Los vehículos pasaban a alta velocidad, nadie parecía vernos en el fondo de la cuneta. Fue cuando le dije a Ella que, antes de salir a pedir auxilio, nos deshiciéramos de la botella de whisky. Aun en medio del aturdimiento, me asaltó el temor de que, al llegar la policía, se nos armara lío por aquello.
Ella se las arregló para sacar la botella y le dije que la lanzara lejos. Hizo lo mejor que pudo en medio de la desesperación, no precisamente un lanzamiento olímpico de jabalina. La botella voló un par de metros, quedando oculta entre la maleza. Luego, como dos espantos empapados, salimos a la carretera y finalmente logramos que un auto se detuviera a auxiliarnos.
Asegura Ella que en aquel tiempo infinito que duró el accidente, desde que fue obvio que yo había perdido el control del vehículo hasta que nos detuvimos, me dijo claramente “Te amo”. Yo le creo, pero siempre le he dicho con franqueza que no la escuché, quizá por el apremio de la situación.
Aún ahora, cuando tanto tiempo ha pasado, suelo angustiarme pensando que si la tractomula de la eternidad hubiese venido por el carril que invadimos, o si hubiésemos caído a las aguas inexpugnables de la ciénaga, jamás habría captado yo aquel mensaje trascendental que redondeaba nuestros amores. Por fortuna, la carretera mortal que tantas víctimas había cobrado en el pasado tuvo piedad de nosotros.
Semanas después, ya en verano, volvimos a pasar por el mismo punto del accidente. El rastro que había dejado la camioneta en la cuneta ya comenzaba a borrarse por efecto de la nueva vegetación. Fue cuando se nos ocurrió bajarnos a ver si ahí estaba la botella. Ella lo hizo y pronto, desde la distancia, me miró sonriente: la había encontrado. Estaba deteriorada por efecto del sol y las lluvias.

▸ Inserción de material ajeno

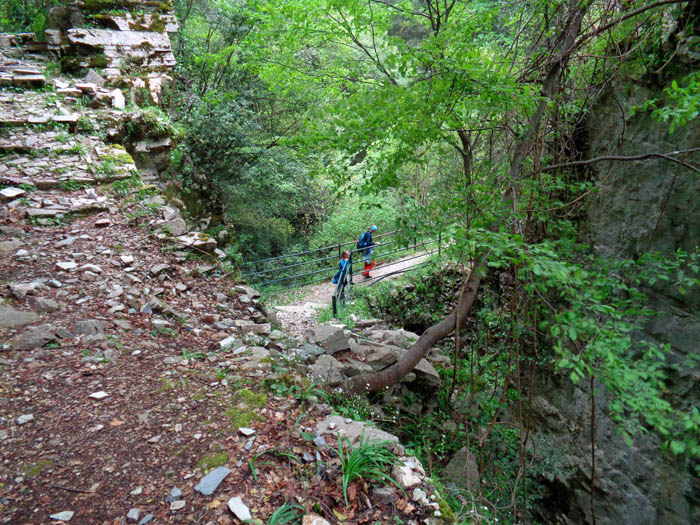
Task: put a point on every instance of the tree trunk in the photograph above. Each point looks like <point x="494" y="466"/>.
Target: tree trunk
<point x="560" y="52"/>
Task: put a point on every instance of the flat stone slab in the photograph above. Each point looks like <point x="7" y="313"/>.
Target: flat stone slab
<point x="353" y="430"/>
<point x="209" y="483"/>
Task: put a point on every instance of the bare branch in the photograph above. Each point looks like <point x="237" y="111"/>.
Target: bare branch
<point x="667" y="156"/>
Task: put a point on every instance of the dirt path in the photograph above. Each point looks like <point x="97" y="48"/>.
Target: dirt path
<point x="302" y="313"/>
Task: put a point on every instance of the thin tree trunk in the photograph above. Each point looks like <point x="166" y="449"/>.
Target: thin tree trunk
<point x="561" y="50"/>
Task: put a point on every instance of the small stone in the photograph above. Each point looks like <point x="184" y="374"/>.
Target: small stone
<point x="93" y="77"/>
<point x="9" y="194"/>
<point x="177" y="505"/>
<point x="66" y="515"/>
<point x="118" y="100"/>
<point x="239" y="509"/>
<point x="34" y="337"/>
<point x="313" y="519"/>
<point x="419" y="496"/>
<point x="89" y="327"/>
<point x="67" y="265"/>
<point x="405" y="476"/>
<point x="9" y="246"/>
<point x="68" y="241"/>
<point x="11" y="318"/>
<point x="209" y="483"/>
<point x="99" y="395"/>
<point x="228" y="342"/>
<point x="47" y="305"/>
<point x="26" y="418"/>
<point x="175" y="494"/>
<point x="90" y="268"/>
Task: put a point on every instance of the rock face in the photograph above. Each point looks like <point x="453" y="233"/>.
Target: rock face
<point x="621" y="222"/>
<point x="132" y="46"/>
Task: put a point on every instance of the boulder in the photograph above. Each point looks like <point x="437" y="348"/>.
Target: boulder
<point x="401" y="338"/>
<point x="331" y="338"/>
<point x="93" y="77"/>
<point x="198" y="240"/>
<point x="175" y="227"/>
<point x="246" y="290"/>
<point x="47" y="305"/>
<point x="89" y="327"/>
<point x="11" y="318"/>
<point x="383" y="357"/>
<point x="34" y="337"/>
<point x="309" y="352"/>
<point x="354" y="430"/>
<point x="10" y="246"/>
<point x="327" y="369"/>
<point x="408" y="473"/>
<point x="21" y="290"/>
<point x="353" y="367"/>
<point x="257" y="355"/>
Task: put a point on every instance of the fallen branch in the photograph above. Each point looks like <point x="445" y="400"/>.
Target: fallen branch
<point x="623" y="158"/>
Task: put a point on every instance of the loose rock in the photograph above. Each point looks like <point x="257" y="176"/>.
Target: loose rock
<point x="239" y="509"/>
<point x="209" y="483"/>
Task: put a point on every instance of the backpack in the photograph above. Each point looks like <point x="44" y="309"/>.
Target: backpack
<point x="362" y="243"/>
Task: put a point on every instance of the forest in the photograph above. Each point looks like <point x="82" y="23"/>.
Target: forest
<point x="497" y="125"/>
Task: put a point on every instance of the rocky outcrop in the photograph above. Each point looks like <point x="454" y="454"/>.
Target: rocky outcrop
<point x="334" y="356"/>
<point x="640" y="206"/>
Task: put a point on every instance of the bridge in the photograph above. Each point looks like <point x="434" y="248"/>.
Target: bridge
<point x="395" y="254"/>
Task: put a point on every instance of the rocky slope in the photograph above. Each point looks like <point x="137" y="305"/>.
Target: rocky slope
<point x="131" y="367"/>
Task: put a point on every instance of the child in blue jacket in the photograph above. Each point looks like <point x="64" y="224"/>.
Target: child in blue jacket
<point x="344" y="259"/>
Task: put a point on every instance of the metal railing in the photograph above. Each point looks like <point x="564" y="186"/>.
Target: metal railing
<point x="287" y="271"/>
<point x="264" y="272"/>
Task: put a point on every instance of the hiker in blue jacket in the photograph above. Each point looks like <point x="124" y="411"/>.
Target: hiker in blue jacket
<point x="367" y="246"/>
<point x="344" y="259"/>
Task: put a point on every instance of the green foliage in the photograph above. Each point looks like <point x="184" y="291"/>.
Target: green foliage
<point x="287" y="513"/>
<point x="369" y="461"/>
<point x="684" y="102"/>
<point x="212" y="461"/>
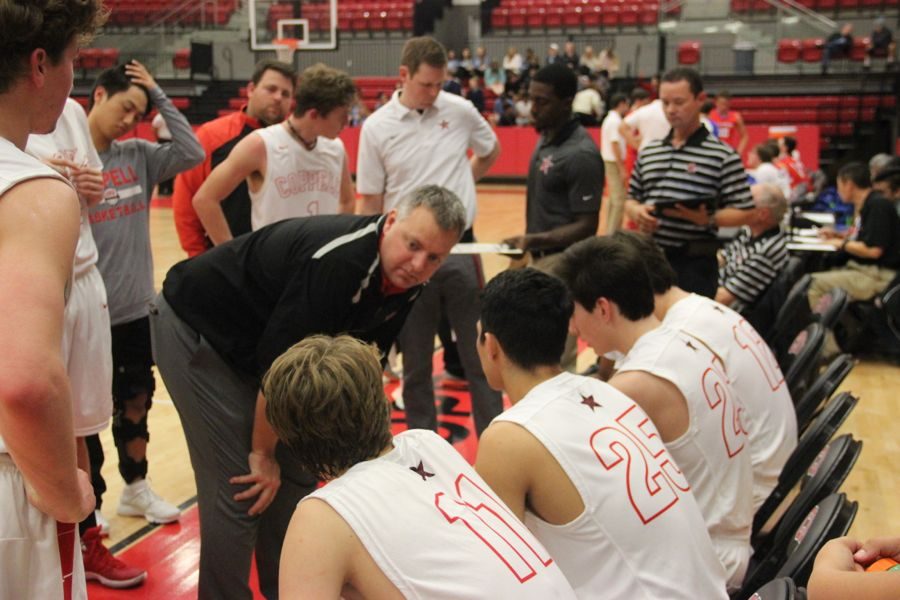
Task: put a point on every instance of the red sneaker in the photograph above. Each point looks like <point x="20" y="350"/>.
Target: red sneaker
<point x="100" y="565"/>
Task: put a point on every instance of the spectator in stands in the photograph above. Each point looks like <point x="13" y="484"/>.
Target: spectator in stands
<point x="495" y="78"/>
<point x="452" y="62"/>
<point x="704" y="118"/>
<point x="839" y="571"/>
<point x="872" y="247"/>
<point x="762" y="169"/>
<point x="475" y="94"/>
<point x="702" y="179"/>
<point x="789" y="161"/>
<point x="837" y="45"/>
<point x="553" y="56"/>
<point x="888" y="181"/>
<point x="505" y="110"/>
<point x="588" y="106"/>
<point x="530" y="61"/>
<point x="590" y="62"/>
<point x="645" y="123"/>
<point x="512" y="61"/>
<point x="570" y="56"/>
<point x="466" y="65"/>
<point x="730" y="123"/>
<point x="881" y="43"/>
<point x="269" y="96"/>
<point x="380" y="101"/>
<point x="612" y="149"/>
<point x="480" y="61"/>
<point x="608" y="61"/>
<point x="750" y="262"/>
<point x="877" y="163"/>
<point x="565" y="178"/>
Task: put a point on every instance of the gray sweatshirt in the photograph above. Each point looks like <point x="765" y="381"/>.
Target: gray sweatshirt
<point x="121" y="221"/>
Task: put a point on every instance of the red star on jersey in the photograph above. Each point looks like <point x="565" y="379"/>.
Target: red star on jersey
<point x="590" y="402"/>
<point x="421" y="472"/>
<point x="546" y="164"/>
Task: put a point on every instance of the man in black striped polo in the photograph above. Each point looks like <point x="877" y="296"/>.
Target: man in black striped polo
<point x="700" y="180"/>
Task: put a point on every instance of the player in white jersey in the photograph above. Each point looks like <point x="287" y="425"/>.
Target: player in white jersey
<point x="296" y="168"/>
<point x="678" y="382"/>
<point x="404" y="517"/>
<point x="581" y="463"/>
<point x="87" y="347"/>
<point x="752" y="368"/>
<point x="42" y="491"/>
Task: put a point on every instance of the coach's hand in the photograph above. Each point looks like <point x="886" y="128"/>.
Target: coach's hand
<point x="264" y="479"/>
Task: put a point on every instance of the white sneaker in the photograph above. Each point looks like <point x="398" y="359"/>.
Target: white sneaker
<point x="138" y="500"/>
<point x="102" y="523"/>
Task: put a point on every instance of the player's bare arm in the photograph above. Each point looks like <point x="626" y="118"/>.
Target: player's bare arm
<point x="35" y="406"/>
<point x="348" y="193"/>
<point x="482" y="164"/>
<point x="246" y="161"/>
<point x="660" y="399"/>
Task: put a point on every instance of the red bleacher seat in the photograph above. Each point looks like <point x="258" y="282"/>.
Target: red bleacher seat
<point x="688" y="53"/>
<point x="788" y="51"/>
<point x="811" y="50"/>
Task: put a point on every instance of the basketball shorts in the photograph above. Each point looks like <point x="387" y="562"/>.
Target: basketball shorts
<point x="39" y="559"/>
<point x="87" y="353"/>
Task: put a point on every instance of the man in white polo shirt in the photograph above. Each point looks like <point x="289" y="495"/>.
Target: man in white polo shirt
<point x="422" y="137"/>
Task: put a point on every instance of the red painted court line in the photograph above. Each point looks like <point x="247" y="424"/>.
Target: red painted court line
<point x="171" y="554"/>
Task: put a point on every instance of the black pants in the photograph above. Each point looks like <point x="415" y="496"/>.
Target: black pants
<point x="697" y="274"/>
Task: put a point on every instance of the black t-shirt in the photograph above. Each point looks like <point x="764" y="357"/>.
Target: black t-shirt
<point x="257" y="295"/>
<point x="879" y="228"/>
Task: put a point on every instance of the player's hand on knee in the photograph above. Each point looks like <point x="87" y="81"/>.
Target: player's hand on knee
<point x="264" y="480"/>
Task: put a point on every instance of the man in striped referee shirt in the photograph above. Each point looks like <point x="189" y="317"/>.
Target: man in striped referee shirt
<point x="750" y="262"/>
<point x="691" y="166"/>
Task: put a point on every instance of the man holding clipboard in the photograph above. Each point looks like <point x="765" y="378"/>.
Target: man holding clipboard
<point x="688" y="184"/>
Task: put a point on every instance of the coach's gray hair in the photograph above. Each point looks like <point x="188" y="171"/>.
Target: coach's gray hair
<point x="770" y="196"/>
<point x="445" y="206"/>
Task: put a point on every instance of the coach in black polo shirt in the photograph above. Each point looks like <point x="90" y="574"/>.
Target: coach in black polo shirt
<point x="688" y="165"/>
<point x="565" y="176"/>
<point x="225" y="315"/>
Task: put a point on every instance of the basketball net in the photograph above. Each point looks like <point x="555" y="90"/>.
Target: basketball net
<point x="285" y="48"/>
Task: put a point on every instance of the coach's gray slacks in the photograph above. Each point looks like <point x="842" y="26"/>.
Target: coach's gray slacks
<point x="455" y="285"/>
<point x="216" y="406"/>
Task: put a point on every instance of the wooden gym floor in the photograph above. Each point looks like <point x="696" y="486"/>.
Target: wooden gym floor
<point x="501" y="213"/>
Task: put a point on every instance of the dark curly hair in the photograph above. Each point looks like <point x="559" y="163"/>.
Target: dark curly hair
<point x="26" y="25"/>
<point x="325" y="401"/>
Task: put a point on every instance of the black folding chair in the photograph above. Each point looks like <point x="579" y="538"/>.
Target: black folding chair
<point x="830" y="519"/>
<point x="822" y="389"/>
<point x="782" y="588"/>
<point x="823" y="477"/>
<point x="827" y="473"/>
<point x="802" y="359"/>
<point x="763" y="313"/>
<point x="830" y="307"/>
<point x="811" y="443"/>
<point x="792" y="317"/>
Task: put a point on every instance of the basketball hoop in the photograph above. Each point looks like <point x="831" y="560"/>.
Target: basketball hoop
<point x="285" y="48"/>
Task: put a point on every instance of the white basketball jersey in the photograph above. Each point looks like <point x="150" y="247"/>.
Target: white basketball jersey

Guardamos aquella botella como un tesoro. Pasaron meses y jamás parecíamos encontrar la ocasión ideal para tomárnosla. Finalmente, nuestra hija mayor se graduó del colegio y esa noche, rodeados de nuestros familiares y amigos más cercanos y queridos, previo un solemne discurso de borrachín, nos bebimos el Old Parr recalentado.
Un cuñado aseguró que era el whisky más exquisito que se había tomado en su vida, lo que atribuyó al efecto químico del sol y las lluvias. Creo que, en efecto, la bebida tenía un sabor especial. Pero no lo atribuí a las inclemencias azarosas que la habían golpeado durante semanas. Concluí más bien, y nada me ha demostrado lo contrario, que aquello que nos tomamos fue el más puro amor embotellado.